The nonprofit Americans United for Separation of Church and State is calling out one of the oldest public charter schools in Arizona for using two books from crank and Glenn Beck favorite Cleon Skousen that promote racism and a Christian nationalist interpretation of American history, reports the Arizona Republic.
The school, Heritage Academy, is apparently using two of Skousen's most popular books, "The 5,000 Year Leap" and "The Making of America," in an attempt to educate its student body of the ways in which America was actually founded by hardcore Jerry Falwell-style Christian conservatives.
This is not the same thing as trying to indoctrinate children, however, claims Earl Taylor, the school's founder and principal. "Our purpose is not to convert students to different religious views," Taylor promised. "It is to show them that religion influenced what the Founders did.”
Worse still, some parts of the Skousen books being given to Heritage Academy's students — and presented as textbooks, rather than historical documents — also depict American slavery in a racist and risibly sympathetic light.
According to legal scholar Garret Epps, “parts of [Skousen's] major textbook ... present a systematically racist view of the Civil War" with a “long description of slavery in the book" arguing that slavery was "beneficial to African-Americans and that Southern racism was caused by the ‘intrusion’ of Northern abolitionists and advocates of equality for the freed slaves."
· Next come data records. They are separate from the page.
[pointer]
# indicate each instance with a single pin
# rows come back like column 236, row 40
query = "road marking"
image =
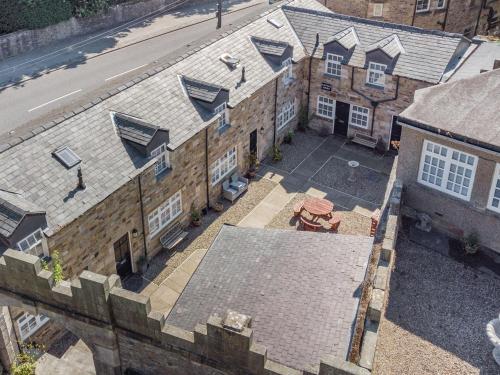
column 54, row 100
column 128, row 71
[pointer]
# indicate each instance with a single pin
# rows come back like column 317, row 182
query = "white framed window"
column 423, row 5
column 288, row 75
column 358, row 116
column 494, row 199
column 162, row 158
column 223, row 119
column 378, row 9
column 376, row 74
column 286, row 114
column 32, row 244
column 325, row 107
column 448, row 170
column 165, row 213
column 224, row 165
column 333, row 65
column 28, row 324
column 440, row 4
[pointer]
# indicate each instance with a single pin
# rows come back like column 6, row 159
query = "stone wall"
column 391, row 101
column 26, row 40
column 454, row 216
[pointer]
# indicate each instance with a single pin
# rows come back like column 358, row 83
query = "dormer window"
column 423, row 5
column 162, row 159
column 223, row 119
column 376, row 74
column 333, row 65
column 288, row 76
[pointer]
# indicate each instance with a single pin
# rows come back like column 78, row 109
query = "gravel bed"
column 352, row 222
column 436, row 317
column 201, row 237
column 293, row 154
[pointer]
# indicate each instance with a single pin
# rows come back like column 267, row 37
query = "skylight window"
column 67, row 157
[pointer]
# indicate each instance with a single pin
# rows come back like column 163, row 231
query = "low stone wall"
column 26, row 40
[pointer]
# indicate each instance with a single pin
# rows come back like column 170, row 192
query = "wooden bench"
column 173, row 237
column 334, row 222
column 365, row 140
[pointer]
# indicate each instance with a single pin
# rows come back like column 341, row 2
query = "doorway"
column 341, row 123
column 122, row 256
column 395, row 133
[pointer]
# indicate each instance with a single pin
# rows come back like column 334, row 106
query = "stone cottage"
column 104, row 183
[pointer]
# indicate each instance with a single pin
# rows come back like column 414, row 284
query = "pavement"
column 40, row 85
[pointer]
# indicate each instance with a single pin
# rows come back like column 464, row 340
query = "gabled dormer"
column 21, row 224
column 381, row 58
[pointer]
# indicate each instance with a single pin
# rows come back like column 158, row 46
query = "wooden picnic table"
column 318, row 207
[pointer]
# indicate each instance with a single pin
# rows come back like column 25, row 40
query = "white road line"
column 128, row 71
column 52, row 101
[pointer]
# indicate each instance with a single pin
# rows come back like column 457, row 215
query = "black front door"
column 122, row 256
column 253, row 142
column 341, row 118
column 395, row 133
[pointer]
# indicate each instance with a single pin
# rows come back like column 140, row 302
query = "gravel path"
column 352, row 223
column 201, row 238
column 436, row 317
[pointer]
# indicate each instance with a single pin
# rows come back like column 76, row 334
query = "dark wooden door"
column 253, row 142
column 341, row 118
column 122, row 256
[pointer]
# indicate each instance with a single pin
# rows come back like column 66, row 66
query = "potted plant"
column 195, row 217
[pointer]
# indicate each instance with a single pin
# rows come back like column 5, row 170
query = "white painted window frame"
column 419, row 9
column 224, row 165
column 163, row 215
column 446, row 168
column 286, row 114
column 325, row 101
column 333, row 65
column 288, row 75
column 359, row 112
column 376, row 74
column 162, row 157
column 378, row 9
column 28, row 324
column 495, row 185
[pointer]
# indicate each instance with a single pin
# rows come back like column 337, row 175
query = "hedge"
column 34, row 14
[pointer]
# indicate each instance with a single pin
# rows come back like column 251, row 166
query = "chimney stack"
column 81, row 184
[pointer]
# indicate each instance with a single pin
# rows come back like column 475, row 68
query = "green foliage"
column 25, row 362
column 277, row 155
column 57, row 271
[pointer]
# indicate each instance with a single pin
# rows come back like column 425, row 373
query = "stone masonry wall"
column 26, row 40
column 363, row 95
column 451, row 215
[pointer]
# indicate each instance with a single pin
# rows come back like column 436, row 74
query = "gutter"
column 139, row 184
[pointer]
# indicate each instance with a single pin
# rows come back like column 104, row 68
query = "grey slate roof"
column 158, row 99
column 13, row 208
column 133, row 129
column 428, row 55
column 300, row 288
column 391, row 45
column 270, row 47
column 200, row 90
column 347, row 38
column 467, row 108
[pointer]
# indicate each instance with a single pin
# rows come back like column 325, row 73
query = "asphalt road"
column 34, row 101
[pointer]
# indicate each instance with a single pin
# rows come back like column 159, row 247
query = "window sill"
column 224, row 129
column 160, row 176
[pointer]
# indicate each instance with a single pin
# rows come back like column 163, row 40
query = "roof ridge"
column 372, row 22
column 150, row 73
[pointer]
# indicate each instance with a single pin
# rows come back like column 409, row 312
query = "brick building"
column 102, row 184
column 469, row 17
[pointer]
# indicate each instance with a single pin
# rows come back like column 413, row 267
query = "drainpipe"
column 142, row 220
column 206, row 169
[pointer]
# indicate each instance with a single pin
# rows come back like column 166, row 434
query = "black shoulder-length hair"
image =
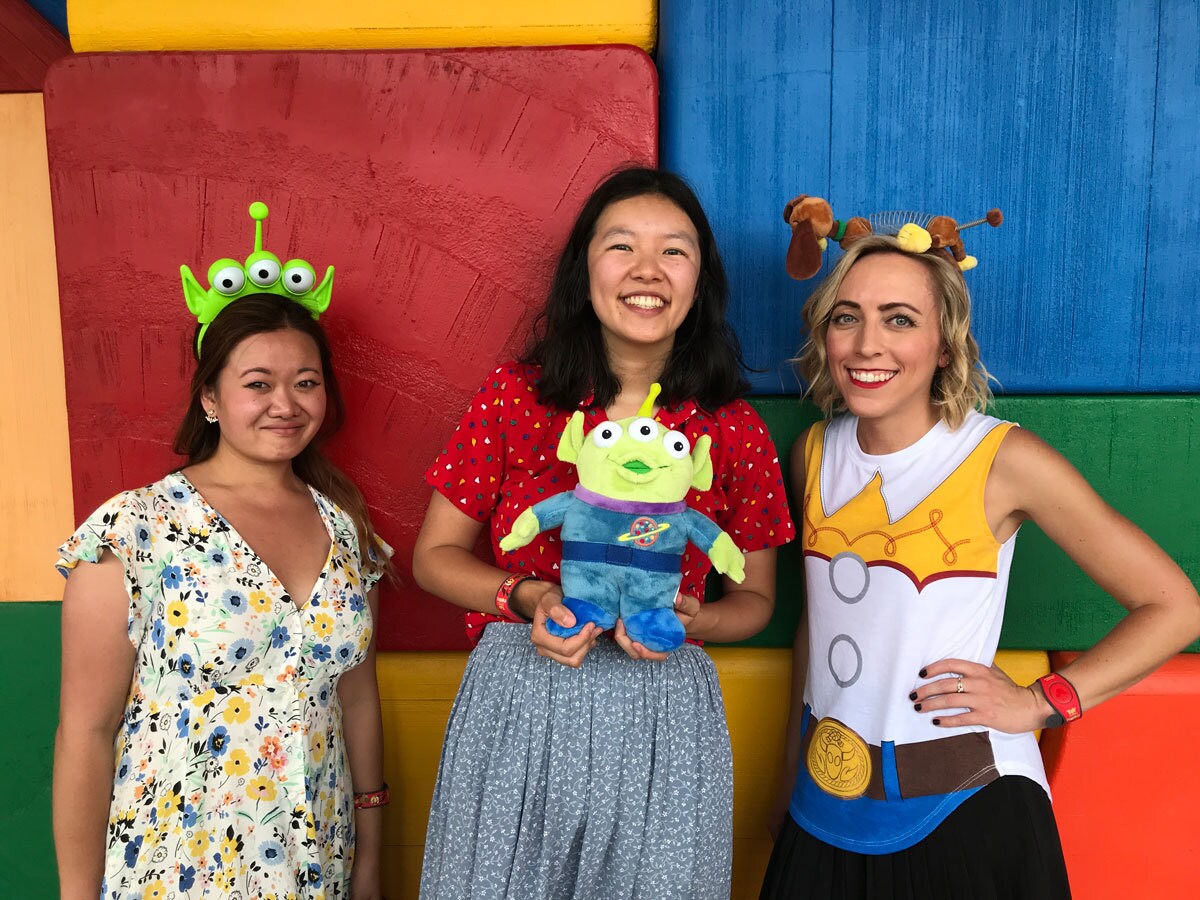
column 706, row 360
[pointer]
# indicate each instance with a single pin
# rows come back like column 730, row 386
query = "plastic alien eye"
column 643, row 430
column 264, row 273
column 676, row 444
column 298, row 277
column 606, row 435
column 229, row 281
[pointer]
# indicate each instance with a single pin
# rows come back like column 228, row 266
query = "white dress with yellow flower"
column 231, row 767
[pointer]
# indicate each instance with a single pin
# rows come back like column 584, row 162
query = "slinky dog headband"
column 813, row 226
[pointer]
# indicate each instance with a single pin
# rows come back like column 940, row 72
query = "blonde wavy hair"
column 958, row 387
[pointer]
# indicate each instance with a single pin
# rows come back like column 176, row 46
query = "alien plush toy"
column 627, row 525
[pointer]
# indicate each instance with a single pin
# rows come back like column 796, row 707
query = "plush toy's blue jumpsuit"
column 621, row 559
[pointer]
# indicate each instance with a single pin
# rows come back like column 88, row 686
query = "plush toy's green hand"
column 525, row 529
column 727, row 559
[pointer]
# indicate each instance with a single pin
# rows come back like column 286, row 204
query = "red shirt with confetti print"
column 503, row 459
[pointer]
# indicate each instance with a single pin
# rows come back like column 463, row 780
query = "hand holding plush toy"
column 627, row 525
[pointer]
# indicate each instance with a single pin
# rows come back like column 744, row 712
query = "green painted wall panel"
column 29, row 709
column 1140, row 453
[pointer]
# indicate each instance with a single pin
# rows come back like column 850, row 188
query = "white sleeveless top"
column 901, row 570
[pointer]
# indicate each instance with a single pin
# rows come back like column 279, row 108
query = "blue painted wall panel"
column 1077, row 119
column 1170, row 329
column 53, row 11
column 745, row 93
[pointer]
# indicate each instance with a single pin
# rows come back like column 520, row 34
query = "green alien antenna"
column 262, row 275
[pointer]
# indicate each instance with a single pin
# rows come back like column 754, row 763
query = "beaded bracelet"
column 1063, row 697
column 370, row 799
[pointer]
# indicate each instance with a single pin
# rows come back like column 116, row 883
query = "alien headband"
column 262, row 275
column 813, row 226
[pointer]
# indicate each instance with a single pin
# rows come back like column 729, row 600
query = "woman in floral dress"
column 220, row 707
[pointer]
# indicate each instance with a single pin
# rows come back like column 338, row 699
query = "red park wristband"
column 504, row 595
column 1063, row 697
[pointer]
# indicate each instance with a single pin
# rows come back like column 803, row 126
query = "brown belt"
column 924, row 767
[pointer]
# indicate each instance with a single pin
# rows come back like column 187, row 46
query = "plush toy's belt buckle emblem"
column 645, row 532
column 838, row 760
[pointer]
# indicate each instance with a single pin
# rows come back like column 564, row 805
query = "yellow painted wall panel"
column 36, row 511
column 417, row 690
column 357, row 24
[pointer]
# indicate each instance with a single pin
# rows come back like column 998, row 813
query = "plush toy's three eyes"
column 643, row 431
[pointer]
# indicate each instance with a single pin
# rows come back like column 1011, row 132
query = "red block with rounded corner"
column 1127, row 786
column 439, row 185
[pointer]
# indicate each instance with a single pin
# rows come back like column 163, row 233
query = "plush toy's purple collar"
column 657, row 509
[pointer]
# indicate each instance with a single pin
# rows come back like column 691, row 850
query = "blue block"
column 1077, row 120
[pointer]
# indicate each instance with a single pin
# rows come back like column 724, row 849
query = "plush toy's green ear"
column 573, row 438
column 702, row 463
column 193, row 293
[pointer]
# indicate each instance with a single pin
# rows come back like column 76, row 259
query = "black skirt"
column 1002, row 844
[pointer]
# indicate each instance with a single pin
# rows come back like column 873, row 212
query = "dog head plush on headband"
column 813, row 226
column 262, row 274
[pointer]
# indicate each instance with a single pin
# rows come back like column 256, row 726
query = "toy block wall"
column 355, row 24
column 35, row 486
column 1075, row 119
column 439, row 184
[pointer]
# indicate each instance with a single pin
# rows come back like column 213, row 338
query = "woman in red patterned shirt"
column 589, row 766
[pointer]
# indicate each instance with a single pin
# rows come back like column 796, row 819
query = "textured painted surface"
column 53, row 11
column 1126, row 787
column 28, row 46
column 1141, row 454
column 441, row 185
column 35, row 490
column 1077, row 119
column 357, row 24
column 29, row 709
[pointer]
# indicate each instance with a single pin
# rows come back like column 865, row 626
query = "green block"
column 1140, row 453
column 29, row 708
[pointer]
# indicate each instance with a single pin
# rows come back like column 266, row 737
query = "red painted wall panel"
column 439, row 184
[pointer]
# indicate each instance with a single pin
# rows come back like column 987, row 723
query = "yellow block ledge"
column 355, row 24
column 417, row 690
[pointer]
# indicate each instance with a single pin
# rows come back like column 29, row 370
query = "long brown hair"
column 197, row 441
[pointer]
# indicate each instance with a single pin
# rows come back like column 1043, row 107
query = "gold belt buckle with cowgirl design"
column 838, row 760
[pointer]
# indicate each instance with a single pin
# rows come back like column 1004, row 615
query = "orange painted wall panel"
column 1126, row 787
column 35, row 487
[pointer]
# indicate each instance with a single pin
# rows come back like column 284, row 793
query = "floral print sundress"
column 231, row 775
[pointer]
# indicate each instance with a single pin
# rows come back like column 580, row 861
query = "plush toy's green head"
column 636, row 459
column 262, row 274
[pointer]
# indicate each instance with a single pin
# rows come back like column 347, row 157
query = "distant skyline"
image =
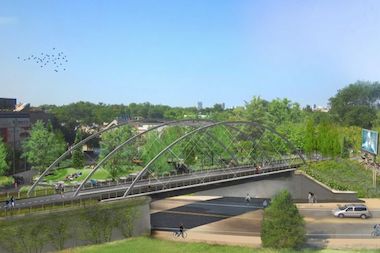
column 180, row 52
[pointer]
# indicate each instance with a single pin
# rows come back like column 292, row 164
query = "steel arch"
column 109, row 155
column 68, row 151
column 143, row 171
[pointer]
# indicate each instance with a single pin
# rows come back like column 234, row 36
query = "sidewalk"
column 255, row 241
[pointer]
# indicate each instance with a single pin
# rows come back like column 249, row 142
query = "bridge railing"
column 127, row 180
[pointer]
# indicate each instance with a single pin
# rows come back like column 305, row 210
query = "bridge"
column 183, row 154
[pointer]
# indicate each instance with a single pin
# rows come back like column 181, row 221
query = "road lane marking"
column 209, row 215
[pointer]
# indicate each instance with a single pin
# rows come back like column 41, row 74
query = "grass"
column 61, row 174
column 344, row 175
column 146, row 244
column 5, row 181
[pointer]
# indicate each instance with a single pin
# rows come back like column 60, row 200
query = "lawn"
column 344, row 175
column 5, row 181
column 145, row 244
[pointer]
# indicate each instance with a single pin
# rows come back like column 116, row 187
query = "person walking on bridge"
column 247, row 199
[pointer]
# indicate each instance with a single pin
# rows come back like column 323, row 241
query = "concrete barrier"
column 297, row 183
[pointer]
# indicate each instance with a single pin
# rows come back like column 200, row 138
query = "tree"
column 356, row 104
column 122, row 160
column 78, row 156
column 310, row 137
column 3, row 158
column 282, row 226
column 42, row 147
column 257, row 110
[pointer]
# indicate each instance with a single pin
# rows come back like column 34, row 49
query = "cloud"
column 8, row 20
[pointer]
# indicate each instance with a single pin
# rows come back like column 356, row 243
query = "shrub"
column 282, row 226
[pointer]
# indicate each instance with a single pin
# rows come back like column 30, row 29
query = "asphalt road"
column 233, row 216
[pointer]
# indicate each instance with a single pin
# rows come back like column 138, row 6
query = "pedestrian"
column 12, row 202
column 62, row 187
column 310, row 197
column 314, row 198
column 247, row 198
column 265, row 203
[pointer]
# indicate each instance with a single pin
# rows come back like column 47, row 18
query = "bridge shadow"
column 199, row 213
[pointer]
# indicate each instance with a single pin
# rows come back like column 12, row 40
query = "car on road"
column 352, row 210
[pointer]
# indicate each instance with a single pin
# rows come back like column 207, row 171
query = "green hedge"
column 344, row 175
column 53, row 230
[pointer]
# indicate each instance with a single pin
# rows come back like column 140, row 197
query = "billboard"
column 369, row 141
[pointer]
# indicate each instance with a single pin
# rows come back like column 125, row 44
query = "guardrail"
column 127, row 180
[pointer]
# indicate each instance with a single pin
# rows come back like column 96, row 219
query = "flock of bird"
column 55, row 60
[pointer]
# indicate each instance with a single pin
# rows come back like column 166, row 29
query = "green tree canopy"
column 356, row 104
column 77, row 155
column 282, row 226
column 43, row 146
column 3, row 158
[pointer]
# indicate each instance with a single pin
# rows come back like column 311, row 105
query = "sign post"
column 370, row 141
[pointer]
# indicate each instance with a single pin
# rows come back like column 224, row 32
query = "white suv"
column 352, row 210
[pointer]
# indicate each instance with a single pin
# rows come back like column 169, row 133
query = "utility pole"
column 14, row 145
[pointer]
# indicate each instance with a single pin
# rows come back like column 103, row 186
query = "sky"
column 183, row 51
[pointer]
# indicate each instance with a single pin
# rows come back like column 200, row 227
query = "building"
column 16, row 121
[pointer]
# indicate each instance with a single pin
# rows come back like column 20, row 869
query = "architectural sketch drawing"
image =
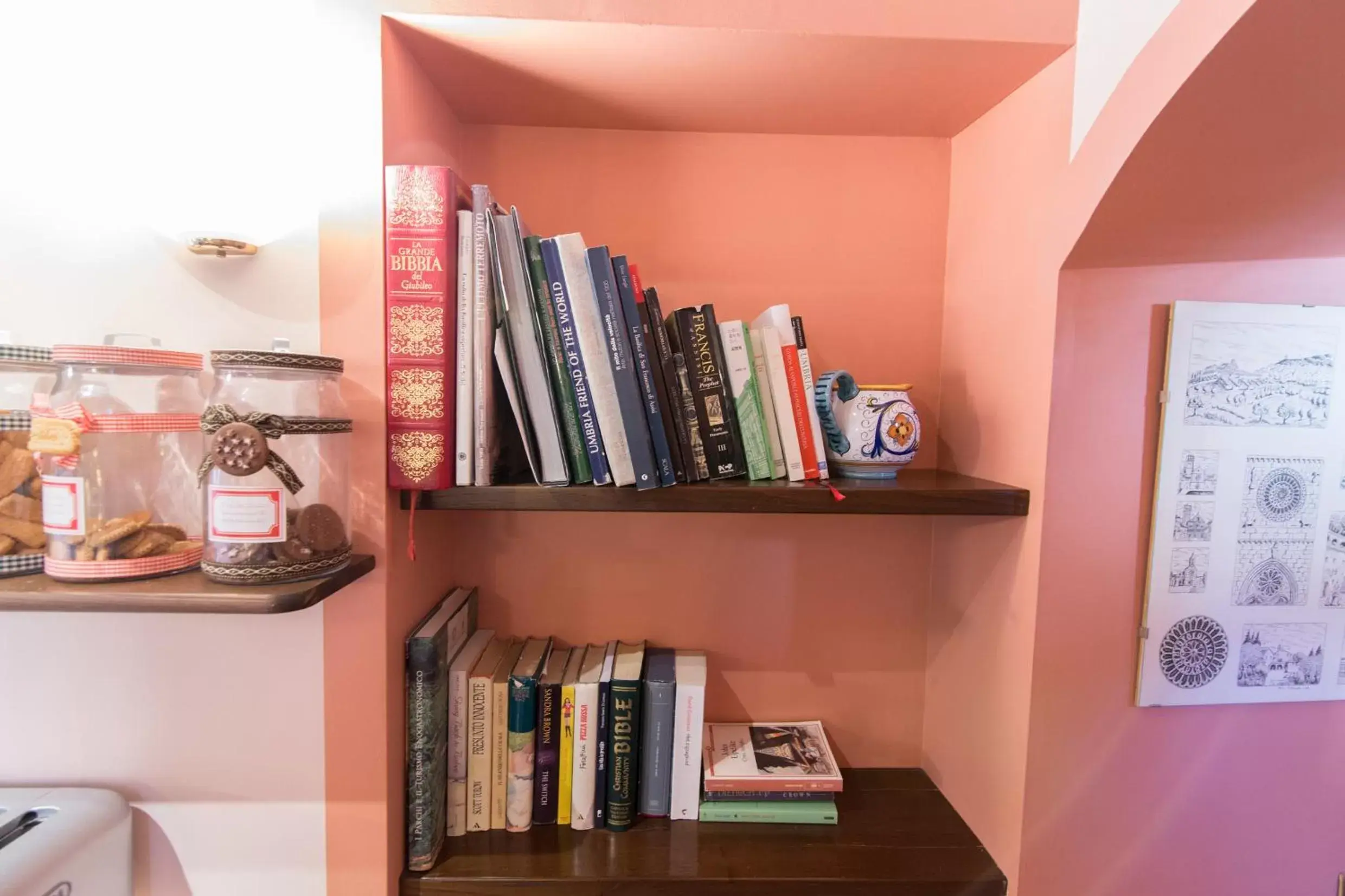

In one of the books, Skousen approvingly includes an essay in which the author argues that "if [African-American children] ran naked it was generally from choice, and when the white boys had to put on shoes and go away to school they were likely to envy the freedom of their colored playmates."
Americans United for Separation of Church and State is calling on Taylor to drop both books from the school's curriculum. He has thus far refused.